Noch einmal zu Ihrer Aussage, Sie könnten über Mehrwertsteuerpolitik soziale Fragen lösen. Das ist doch Augenwischerei. Die Beträge, die die Familien dadurch zusätzlich im Portemonnaie haben werden, sind minimal. Hinzu kommt - darauf habe ich Sie bereits hingewiesen -, dass nicht jeder, der Kinder hat, ausgerechnet bedürftig ist oder dass nicht jeder, der Medikamente braucht, zu den Bedürftigen in diesem Land gehört, dass also ein Mitnahmeeffekt über die Mehrwertsteuer entstehen könnte. Ich bin dafür, dass wir die Mehrwertsteuer möglichst ohne Ausnahmen erheben - ich glaube, das ist der gerechteste Weg - und versuchen, die fachlichen Fragen über die Fachpolitik in den Griff zu bekommen. Ich glaube, dann haben wir die vernünftigere, die glattere und die gerechtere Lösung. Vor allem schadet es nicht der Einnahmebasis des Staates; denn diese Einnahmen werden wir gerade in den nächsten Jahren sehr dringend brauchen.
Herr Präsident! Meine Damen und Herren! Haushaltspolitik beruht auf Zahlen, und die Haushälter zeichnen sich durch eine ruhige und sachliche Diskussion aus. Daten, Fakten und Zahlen kann man nicht wegleugnen.

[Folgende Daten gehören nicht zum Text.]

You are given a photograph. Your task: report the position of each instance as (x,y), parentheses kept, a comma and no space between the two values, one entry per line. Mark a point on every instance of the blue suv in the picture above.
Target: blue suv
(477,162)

Das, was sich in den letzten Jahrzehnten in Sachen Mehrwertsteuer an Problemen aufgebaut hat, haben wir mittlerweile partei- bzw. fraktionsübergreifend erkannt. Wir haben eine Schieflage, die wie folgt aussieht: 7 % beim Brötchenverkauf, 19 % beim Brötchenverzehr, 7 % bei den Caterern, wenn Pappteller verwendet werden, 19 %, wenn es auf Porzellan liegt, 7 % bei den Originalkunstwerken, 19 % bei den signierten Drucken, 7 % bei den Blumensträußen, 19 % bei den Kränzen, 7 % bei den Gewürzen, 19 % bei den Mischungen, 7 % beim Hundefutter und 19 % bei den Kinderwindeln.
Nun ist der Kollege Bernd-Carsten Hiebing gerade in ein wichtiges Gespräch verwickelt. Aber es kann auf Dauer nicht so weitergehen, dass er im Emsland 19 % für die Hotelübernachtung an den Finanzminister überweisen muss, während es bei seinem Kollegen im 8 km entfernten Ter Apel nur 6 % sind. Das sind Dinge, um die wir wissen. Die müssen wir ändern, da müssen wir ran. Das ist zwischen CDU und FDP so vereinbart. Das gehört - wenn Sie so wollen - entrümpelt.

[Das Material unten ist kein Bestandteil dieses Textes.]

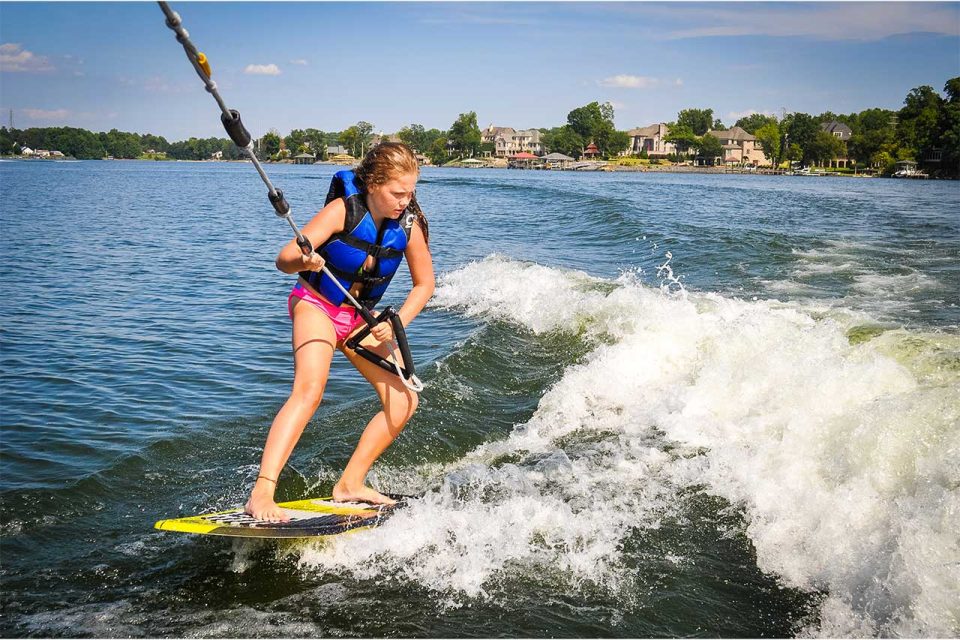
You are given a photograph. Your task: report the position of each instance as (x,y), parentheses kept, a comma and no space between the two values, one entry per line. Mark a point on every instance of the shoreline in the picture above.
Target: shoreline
(599,168)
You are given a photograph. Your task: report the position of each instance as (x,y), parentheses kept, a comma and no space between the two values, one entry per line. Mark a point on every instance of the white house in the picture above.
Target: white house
(739,147)
(651,140)
(508,141)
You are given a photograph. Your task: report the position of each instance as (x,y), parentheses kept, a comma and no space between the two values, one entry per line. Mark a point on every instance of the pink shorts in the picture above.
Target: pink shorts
(345,319)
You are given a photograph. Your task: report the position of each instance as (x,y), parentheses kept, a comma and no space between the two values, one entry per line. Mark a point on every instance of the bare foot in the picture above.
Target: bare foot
(360,494)
(262,507)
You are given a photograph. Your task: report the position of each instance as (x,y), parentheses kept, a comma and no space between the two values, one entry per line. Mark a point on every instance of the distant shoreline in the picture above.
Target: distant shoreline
(609,168)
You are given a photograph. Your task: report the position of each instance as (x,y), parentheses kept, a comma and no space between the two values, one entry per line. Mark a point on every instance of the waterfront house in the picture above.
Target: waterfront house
(341,158)
(837,129)
(508,141)
(651,140)
(380,137)
(739,147)
(844,133)
(557,161)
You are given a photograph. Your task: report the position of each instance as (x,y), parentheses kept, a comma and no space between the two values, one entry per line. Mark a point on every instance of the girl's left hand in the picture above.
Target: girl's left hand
(383,332)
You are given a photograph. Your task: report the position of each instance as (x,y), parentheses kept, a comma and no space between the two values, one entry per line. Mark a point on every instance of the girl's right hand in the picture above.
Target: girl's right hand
(312,262)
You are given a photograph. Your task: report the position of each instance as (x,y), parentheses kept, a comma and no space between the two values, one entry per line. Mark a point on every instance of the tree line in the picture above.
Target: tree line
(926,130)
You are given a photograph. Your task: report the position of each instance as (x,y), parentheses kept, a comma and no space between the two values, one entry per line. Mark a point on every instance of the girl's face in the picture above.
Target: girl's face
(391,198)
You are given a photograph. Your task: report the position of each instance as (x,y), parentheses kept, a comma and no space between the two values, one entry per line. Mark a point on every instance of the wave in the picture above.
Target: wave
(837,445)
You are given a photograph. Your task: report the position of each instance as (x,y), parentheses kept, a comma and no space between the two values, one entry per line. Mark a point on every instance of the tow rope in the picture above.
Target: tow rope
(244,142)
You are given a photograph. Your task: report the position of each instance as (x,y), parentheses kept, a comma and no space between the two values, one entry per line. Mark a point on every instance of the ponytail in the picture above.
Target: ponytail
(415,209)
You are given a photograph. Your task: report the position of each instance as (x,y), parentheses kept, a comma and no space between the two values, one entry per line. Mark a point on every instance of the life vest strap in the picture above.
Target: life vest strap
(375,250)
(358,277)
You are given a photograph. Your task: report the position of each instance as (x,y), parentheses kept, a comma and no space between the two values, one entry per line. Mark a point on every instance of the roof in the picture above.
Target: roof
(646,132)
(733,133)
(835,127)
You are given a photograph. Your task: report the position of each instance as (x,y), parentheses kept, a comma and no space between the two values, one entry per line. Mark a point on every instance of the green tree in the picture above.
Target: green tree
(364,135)
(350,140)
(769,137)
(919,122)
(873,133)
(950,130)
(709,148)
(150,141)
(314,139)
(802,129)
(295,142)
(269,144)
(563,140)
(682,136)
(414,136)
(437,151)
(826,147)
(752,123)
(594,122)
(619,142)
(465,134)
(697,121)
(120,144)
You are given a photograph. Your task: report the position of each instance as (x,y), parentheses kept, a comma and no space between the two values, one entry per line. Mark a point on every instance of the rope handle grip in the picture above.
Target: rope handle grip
(399,334)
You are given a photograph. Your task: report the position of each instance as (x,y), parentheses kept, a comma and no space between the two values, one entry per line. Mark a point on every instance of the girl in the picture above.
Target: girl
(370,223)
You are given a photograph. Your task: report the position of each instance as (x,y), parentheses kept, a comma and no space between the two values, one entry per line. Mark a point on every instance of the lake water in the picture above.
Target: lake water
(655,405)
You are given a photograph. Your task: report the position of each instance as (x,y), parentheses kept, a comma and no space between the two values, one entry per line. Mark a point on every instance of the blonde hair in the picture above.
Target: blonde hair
(390,160)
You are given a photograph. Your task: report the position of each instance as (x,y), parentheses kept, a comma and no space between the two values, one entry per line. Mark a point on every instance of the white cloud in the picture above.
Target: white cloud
(262,69)
(826,20)
(45,114)
(733,116)
(624,81)
(14,58)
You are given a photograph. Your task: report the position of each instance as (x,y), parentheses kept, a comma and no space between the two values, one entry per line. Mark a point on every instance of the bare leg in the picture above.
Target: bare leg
(399,403)
(314,340)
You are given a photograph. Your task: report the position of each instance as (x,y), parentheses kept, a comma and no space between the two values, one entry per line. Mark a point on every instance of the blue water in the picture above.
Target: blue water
(655,405)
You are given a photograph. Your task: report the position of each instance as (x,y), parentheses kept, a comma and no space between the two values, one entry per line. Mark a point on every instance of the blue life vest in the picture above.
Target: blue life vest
(345,252)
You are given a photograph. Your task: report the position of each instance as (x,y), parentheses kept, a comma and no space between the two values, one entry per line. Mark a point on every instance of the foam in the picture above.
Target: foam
(843,457)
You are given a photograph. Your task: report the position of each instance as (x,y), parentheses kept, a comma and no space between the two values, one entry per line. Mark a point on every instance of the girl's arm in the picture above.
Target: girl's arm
(421,272)
(327,222)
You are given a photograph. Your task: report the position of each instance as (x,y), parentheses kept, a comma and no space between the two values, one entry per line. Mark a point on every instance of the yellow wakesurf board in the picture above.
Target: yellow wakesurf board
(315,517)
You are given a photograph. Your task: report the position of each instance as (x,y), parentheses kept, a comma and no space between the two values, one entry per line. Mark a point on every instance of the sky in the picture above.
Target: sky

Hierzu gibt es unterschiedlichste Anträge aus allen Bundesländern inklusive Bayern, die alle zeigen, dass wir dort ran müssen. Dass wir den Kuchen nur einmal verteilen können, ist, glaube ich, hier an vielen Stellen deutlich geworden.
Nun kommt ein neuer Vorschlag - der im Grunde ein ganz alter ist - von den Linken dazu. Von wem sollte er denn wohl auch im Wahlkampf kommen? Herr Dr. Sohn, wir haben schon viele Arten von Steuern gehabt. Wenn Sie in die Geschichte von Steuern zurückgehen, dann werden Sie so tolle Steuerideen finden wie Fenstersteuer, Fahrradsteuer, Papiersteuer. Sie fordern immer die Vermögensteuer, und eben haben wir etwas vom Bildungssoli gehört. Es ist schon bald nicht mehr auszuhalten.